“How often should I water my houseplants?”
Although this is one of the most common questions I get asked over the course of a season, I don’t have a black and white answer.
Plants, much like humans, are unique organisms and therefore require individual care to thrive.
No two houseplants require the same care in order to survive, nor can any plant survive on water alone.
With that said, let’s take a closer look at exactly how plants survive, and what you can do increase your houseplants chances of an enjoyable existence.
The Magic of Plants
Plants use a combination of sunshine, water and oxygen to produce food, in a process known as photosynthesis.
As a result, plants are extremely versatile which is why there are literally thousands of plant types which are able to thrive both indoors and outdoors—as long as they have the three essential elements required to produce food.

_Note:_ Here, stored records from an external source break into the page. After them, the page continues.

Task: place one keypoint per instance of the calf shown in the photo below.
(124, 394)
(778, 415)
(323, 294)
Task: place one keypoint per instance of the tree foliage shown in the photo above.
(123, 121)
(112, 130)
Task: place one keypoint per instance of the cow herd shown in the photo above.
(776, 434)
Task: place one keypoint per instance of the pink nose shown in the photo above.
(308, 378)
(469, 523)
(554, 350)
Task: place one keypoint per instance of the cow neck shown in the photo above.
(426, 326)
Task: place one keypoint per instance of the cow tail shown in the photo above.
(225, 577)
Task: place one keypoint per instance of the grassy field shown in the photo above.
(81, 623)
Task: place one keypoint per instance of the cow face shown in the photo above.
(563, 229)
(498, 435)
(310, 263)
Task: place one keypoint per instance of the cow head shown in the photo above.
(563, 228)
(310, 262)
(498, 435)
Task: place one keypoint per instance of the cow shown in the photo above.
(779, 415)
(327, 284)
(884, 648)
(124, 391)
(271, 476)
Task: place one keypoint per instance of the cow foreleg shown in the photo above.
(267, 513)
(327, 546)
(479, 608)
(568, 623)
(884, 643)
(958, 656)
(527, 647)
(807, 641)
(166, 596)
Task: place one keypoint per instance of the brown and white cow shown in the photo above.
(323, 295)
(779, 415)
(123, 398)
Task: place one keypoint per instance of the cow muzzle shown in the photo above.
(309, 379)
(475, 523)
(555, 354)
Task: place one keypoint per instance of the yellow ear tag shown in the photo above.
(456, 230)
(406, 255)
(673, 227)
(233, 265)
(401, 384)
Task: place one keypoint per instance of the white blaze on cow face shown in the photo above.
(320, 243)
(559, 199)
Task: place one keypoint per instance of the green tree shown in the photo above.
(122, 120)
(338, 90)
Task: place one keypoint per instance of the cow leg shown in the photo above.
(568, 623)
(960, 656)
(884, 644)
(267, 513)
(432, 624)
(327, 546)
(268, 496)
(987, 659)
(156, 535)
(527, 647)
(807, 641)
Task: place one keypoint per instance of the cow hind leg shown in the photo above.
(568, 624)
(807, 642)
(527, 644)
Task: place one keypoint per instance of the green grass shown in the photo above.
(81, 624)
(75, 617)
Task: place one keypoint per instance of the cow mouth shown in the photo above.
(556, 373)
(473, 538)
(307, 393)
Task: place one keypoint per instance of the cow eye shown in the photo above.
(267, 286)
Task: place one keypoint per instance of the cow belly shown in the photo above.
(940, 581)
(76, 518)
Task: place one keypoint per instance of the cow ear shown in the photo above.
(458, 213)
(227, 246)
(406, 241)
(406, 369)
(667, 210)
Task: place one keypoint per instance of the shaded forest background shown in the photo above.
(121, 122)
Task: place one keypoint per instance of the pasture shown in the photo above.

As versatile as plants are, they are not overly resilient. As a matter of fact, one might even call plants “picky” because of their individual needs. If you’ve ever cared for more than one seemingly identical species of houseplant, you likely noticed a difference in the care they required to thrive. While one might do well next to a window, the other might dry up if it doesn’t receive more water than it’s brethren.
So, what’s the best way to ensure your houseplants enjoy a long and happy life?
Simple. Do you best to understand the following key elements, and always pay attention to the way your plants react to the care they receive.
Type of Houseplant
First things first. Be sure you understand they type of plant you’ve chosen for your home.
The quickest way to kill a new plant is to ignore its unique needs, and treat it like every other type of plant.
The easiest way to successfully grow healthy houseplants is to try to replicate the conditions they enjoy in their natural habitat.
Many common houseplants originate from the tropical and semi-tropical regions of the world and grow as understory plants, beneath the jungle or forest canopy. This means they don’t require much direct sunlight and are well-suited to household conditions.
Flowering plants require more water, since their flowers require additional water to be maintained by the rest of the foliage.
Cacti, on the other hand, don’t require nearly as much water as other types of plants. Their thick, fleshy leaves and stems actually store water. These succulent plants should be allowed to become quite dry between waterings, which makes them an ideal houseplant for people who like to travel. If you go away for as long as a month, give your cactus a good watering on your way out the door and it will probably be fine when you return!
Once again, the key to caring for houseplants is to get to know them. Learn about the specific type of plant you’d like to have in your home by asking at your garden centre, reading a book, or looking it up on the internet – once you have the correct name!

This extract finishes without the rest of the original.